Belgarath asintió. Un criado ulgo trajo un enorme asado humeante, lo depositó sobre la mesa y se retiró tras hacer una respetuosa reverencia.

—¿Alguien ha descubierto cómo hizo Zedar para tocar el Orbe sin que éste lo destruyera? —preguntó el Gorim.

—Se valió de un niño —respondió tía Pol—, un inocente.

—¡Ah! —dijo el Gorim mientras se mesaba la barba con aire pensativo—. ¿Y no dice la profecía que «el niño le devolverá el derecho de nacimiento al elegido»?

—Sí —respondió Belgarath.

—¿Dónde está el niño ahora?

—Por lo que sabemos, lo tiene Ctuchik en Rak Cthol.

—Entonces, ¿asaltaréis Rak Cthol?

—Para eso necesitaría un ejército, y aun así, conquistar el fuerte podría llevar años. Creo que hay otro sistema mejor. Cierto pasaje del Códice de Darine habla de cuevas debajo de Rak Cthol.

—Conozco ese pasaje, Belgarath, y es muy oscuro. Supongo que podría significar eso, pero ¿y si no fuera así?

—Está confirmado en el Códice de Mrin —dijo Belgarath, un poco a la defensiva.

—El Códice de Mrin es todavía peor, viejo amigo; es tan poco claro que resulta incomprensible.

—Por alguna razón tengo la sensación de que cuando todo haya acabado y miremos hacia atrás, descubriremos que el Códice de Mrin era la versión más exacta de todas. Sin embargo, tengo otra razón para estar seguro: hace mucho tiempo, cuando los murgos estaban construyendo Rak Cthol, un esclavo sendario escapó y volvió al Oeste. Cuando lo encontraron, deliraba, pero antes de morir no paró de hablar de cuevas debajo de la montaña. Y eso no es todo; Anheg de Cherek encontró una copia del Libro de Torak que contiene un fragmento de una antigua profecía grolim: «Guardad bien el templo, arriba y abajo, pues Cthrag Yaska convocará a los enemigos del aire o de las entrañas de la tierra para destruirlo otra vez».

—Eso es aún más confuso —objetó el Gorim.

—Las profecías de los grolims suelen serlo, pero es lo único en que puedo basarme. Si desecho la idea de las cuevas debajo de Rak Cthol, tendré que sitiar la zona y para ello necesitaría todos los ejércitos del Oeste. Además, Ctuchik convocaría a las tropas angaraks para defender la ciudad. Todo indica que habrá una batalla final, pero yo preferiría elegir el lugar y el momento; y, sin lugar a dudas, nunca elegiría los páramos de Murgos.

—Con todo esto intentas decirme algo, ¿verdad?

Belgarath asintió con un gesto.

—Necesito un adivino que me ayude a encontrar las cuevas de Rak Cthol y que me guíe por ellas hasta la ciudad.

—Me pides lo imposible, Belgarath —dijo el Grolim meneando la cabeza—. Los adivinos son todos fanáticos, místicos, y nunca los convencerás de que dejen las cavernas de Prolgu, sobre todo ahora. Ulgoland está esperando la llegada del niño y cada uno de los fanáticos está convencido de que será él quien lo descubra y haga su revelación ante las tribus. Ni siquiera podría ordenarles que te acompañaran, pues los adivinos son seres sagrados y yo no tengo autoridad sobre ellos.

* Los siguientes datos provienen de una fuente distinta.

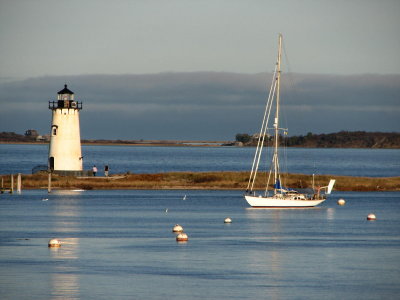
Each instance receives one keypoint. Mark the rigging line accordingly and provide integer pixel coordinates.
(261, 130)
(264, 132)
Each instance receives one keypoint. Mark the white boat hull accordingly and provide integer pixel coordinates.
(256, 201)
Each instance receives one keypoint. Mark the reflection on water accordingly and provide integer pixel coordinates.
(64, 278)
(267, 260)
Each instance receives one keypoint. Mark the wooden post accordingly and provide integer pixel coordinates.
(49, 183)
(19, 183)
(12, 184)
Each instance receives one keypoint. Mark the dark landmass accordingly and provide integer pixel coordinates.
(342, 139)
(199, 181)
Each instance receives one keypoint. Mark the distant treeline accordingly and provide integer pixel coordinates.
(342, 139)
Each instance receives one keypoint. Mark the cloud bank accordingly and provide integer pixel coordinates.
(204, 105)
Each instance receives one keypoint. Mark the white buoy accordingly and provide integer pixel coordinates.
(228, 220)
(177, 228)
(54, 243)
(341, 202)
(182, 237)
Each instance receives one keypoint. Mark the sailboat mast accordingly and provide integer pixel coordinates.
(276, 123)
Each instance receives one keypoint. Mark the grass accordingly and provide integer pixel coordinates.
(200, 180)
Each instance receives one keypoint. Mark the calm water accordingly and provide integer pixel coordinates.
(119, 245)
(122, 159)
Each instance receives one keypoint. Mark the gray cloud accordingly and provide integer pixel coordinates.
(204, 105)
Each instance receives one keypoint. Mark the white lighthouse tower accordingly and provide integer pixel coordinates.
(65, 155)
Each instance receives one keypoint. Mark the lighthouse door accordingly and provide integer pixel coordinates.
(51, 163)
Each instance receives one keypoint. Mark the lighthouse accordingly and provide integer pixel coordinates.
(65, 154)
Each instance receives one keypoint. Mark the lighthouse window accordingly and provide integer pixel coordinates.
(54, 130)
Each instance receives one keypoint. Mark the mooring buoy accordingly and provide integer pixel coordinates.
(54, 243)
(341, 201)
(182, 237)
(228, 220)
(177, 228)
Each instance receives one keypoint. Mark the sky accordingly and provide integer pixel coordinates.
(199, 69)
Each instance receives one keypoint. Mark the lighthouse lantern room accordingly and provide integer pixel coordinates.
(65, 155)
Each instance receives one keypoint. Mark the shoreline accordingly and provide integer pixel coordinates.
(198, 181)
(186, 144)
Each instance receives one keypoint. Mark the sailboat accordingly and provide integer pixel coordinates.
(279, 196)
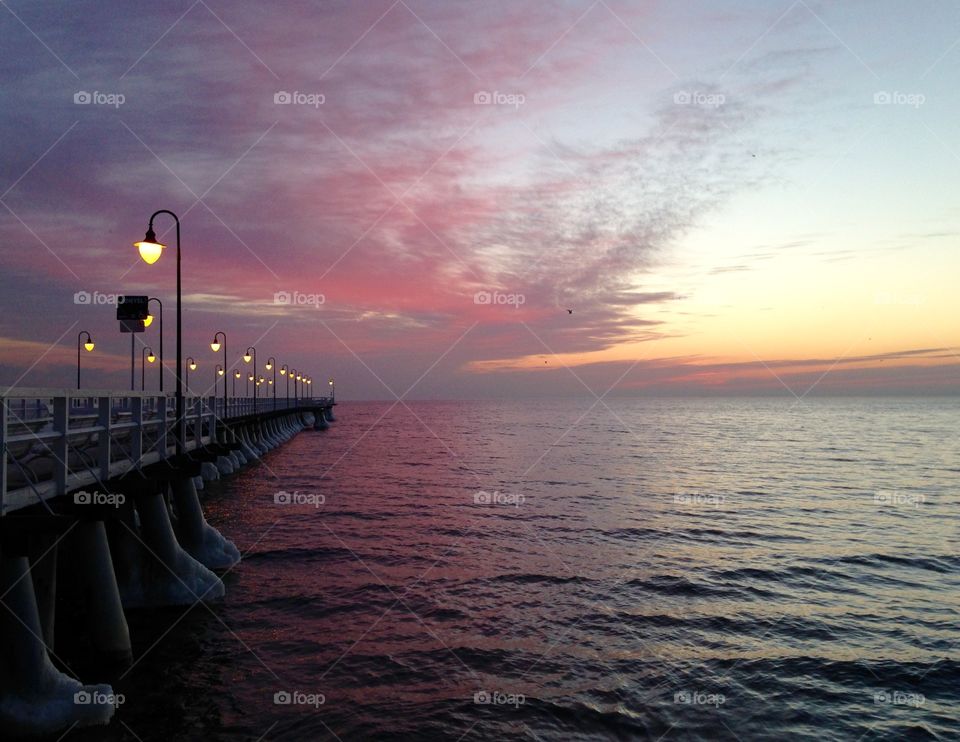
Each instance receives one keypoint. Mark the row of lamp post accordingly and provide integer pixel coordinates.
(151, 249)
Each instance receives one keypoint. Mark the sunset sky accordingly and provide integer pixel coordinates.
(732, 197)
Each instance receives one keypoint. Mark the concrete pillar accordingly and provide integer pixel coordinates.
(197, 537)
(43, 572)
(170, 576)
(209, 471)
(35, 697)
(225, 466)
(108, 624)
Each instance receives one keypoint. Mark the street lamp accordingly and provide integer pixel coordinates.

—Es probable que no sea tan difícil como parece —dijo Belgarath mientras apartaba su plato y cogía su copa—. El adivino que necesito se llama Relg.

—¿Relg? Es el peor de todos. Se ha hecho de un grupo de fieles y reza con ellos una vez por hora en una de las galerías más lejanas. Se cree el hombre más importante de Ulgoland y nunca lo convencerás de que abandone la cueva.

—No creo que tenga que hacerlo, Gorim; no soy yo quien ha elegido a Relg. Esa decisión fue tomada por mí mucho antes de que naciera. Ordena que lo llamen.

—Lo haré si así lo deseas —dijo el Gorim, no muy convencido—, pero no creo que venga.

—Vendrá —dijo tía Pol con seguridad—; no sabrá por qué, pero lo hará e irá con nosotros, Gorim. El mismo poder que nos reunió a todos lo atraerá también a él, pues no tiene más poder de elección en este asunto que cualquiera de nosotros.